In short, the tracing tool shows that there are two memory copies, one at the beginning and one at the end (I guess when committing the result back to the host). I then tried with USM memory allocations, one host and one shared, and there is no memory copy, but allocation time is there so overall time execution, there are no benefits.
I can’t really do anything about the hidden comment, I’m afraid. I’d be really interested to see the trace! I might be able to ask someone to check what’s happening.

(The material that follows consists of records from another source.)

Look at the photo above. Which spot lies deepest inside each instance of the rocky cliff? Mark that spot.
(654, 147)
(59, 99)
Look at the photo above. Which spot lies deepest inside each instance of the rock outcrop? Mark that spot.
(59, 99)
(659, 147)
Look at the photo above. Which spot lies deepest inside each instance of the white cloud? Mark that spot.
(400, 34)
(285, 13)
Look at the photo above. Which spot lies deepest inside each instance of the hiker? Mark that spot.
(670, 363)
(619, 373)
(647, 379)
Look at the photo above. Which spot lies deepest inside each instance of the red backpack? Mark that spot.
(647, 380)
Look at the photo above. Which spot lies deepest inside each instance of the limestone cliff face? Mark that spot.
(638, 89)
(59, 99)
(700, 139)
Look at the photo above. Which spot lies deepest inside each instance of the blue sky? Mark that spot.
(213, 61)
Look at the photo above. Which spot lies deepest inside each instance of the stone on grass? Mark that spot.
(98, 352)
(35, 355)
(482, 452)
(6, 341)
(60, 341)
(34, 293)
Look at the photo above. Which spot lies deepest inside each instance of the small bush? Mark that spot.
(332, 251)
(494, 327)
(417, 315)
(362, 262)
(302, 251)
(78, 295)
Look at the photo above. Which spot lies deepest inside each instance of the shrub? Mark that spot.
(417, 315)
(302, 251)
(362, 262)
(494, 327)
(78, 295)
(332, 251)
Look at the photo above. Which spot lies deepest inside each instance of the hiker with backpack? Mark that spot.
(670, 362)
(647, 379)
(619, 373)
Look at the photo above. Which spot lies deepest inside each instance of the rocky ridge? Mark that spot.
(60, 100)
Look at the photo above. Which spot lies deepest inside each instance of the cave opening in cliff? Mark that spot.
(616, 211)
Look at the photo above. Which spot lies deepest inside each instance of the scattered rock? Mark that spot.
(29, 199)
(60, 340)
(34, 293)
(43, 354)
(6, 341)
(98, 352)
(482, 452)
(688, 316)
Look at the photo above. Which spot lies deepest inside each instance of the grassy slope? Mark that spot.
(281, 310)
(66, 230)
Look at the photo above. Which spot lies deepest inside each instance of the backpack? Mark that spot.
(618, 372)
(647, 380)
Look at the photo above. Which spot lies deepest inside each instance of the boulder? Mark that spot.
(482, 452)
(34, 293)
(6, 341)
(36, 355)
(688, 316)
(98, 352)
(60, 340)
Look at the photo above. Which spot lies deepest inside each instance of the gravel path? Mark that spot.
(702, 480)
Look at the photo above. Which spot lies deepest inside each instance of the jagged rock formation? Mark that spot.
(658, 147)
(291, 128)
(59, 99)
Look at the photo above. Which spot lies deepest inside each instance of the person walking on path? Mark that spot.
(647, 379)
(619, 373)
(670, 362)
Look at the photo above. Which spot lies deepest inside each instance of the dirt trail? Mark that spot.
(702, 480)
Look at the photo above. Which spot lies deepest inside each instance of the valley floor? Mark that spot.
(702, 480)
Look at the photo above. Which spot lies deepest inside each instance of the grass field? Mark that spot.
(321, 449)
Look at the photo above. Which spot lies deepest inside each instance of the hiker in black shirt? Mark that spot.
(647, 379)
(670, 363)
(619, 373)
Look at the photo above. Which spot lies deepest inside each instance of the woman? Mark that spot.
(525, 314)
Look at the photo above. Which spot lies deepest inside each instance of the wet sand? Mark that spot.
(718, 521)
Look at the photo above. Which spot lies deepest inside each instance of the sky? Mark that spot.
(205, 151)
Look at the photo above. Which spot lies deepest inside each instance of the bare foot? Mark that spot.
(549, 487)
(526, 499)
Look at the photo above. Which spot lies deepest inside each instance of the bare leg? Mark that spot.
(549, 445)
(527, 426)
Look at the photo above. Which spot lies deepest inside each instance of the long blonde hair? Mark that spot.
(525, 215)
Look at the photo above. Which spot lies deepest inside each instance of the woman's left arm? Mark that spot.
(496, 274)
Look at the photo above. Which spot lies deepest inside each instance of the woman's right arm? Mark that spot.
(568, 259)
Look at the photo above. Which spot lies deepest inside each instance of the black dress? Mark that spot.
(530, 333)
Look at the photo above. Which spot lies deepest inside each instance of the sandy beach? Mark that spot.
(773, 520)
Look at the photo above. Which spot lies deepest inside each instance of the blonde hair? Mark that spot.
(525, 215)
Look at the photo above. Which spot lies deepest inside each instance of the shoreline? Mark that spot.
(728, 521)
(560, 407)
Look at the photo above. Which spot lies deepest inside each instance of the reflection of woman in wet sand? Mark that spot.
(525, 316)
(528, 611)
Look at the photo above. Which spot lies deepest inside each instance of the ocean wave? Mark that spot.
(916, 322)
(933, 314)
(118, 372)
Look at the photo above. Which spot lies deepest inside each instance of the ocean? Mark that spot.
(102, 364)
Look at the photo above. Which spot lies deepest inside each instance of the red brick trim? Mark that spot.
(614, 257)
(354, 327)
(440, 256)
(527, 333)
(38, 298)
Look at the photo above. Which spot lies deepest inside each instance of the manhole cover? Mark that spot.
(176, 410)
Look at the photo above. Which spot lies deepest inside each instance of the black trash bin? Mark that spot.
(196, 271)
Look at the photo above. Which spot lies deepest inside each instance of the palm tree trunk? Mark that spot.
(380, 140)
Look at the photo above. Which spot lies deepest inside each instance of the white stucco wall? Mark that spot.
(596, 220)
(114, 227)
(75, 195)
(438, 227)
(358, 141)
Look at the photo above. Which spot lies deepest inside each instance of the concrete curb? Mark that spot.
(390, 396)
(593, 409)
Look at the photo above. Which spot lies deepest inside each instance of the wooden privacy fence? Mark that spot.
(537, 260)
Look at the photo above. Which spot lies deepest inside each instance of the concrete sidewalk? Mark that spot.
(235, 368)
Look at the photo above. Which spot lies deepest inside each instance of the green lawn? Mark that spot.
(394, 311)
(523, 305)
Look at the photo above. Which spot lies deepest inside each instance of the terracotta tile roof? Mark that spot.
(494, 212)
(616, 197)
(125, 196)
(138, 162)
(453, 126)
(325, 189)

Here is the trace when using buffers: LINK
And here is the using the USM allocation LINK
I also tested using OpenCL platform and I can see an improvement, there is no copy then, but still OpenCV performs better. I thought that my image is small to see the difference, but then I just multiplied the image 10 times just to simulate big data. OpenCV is still better by 4 times.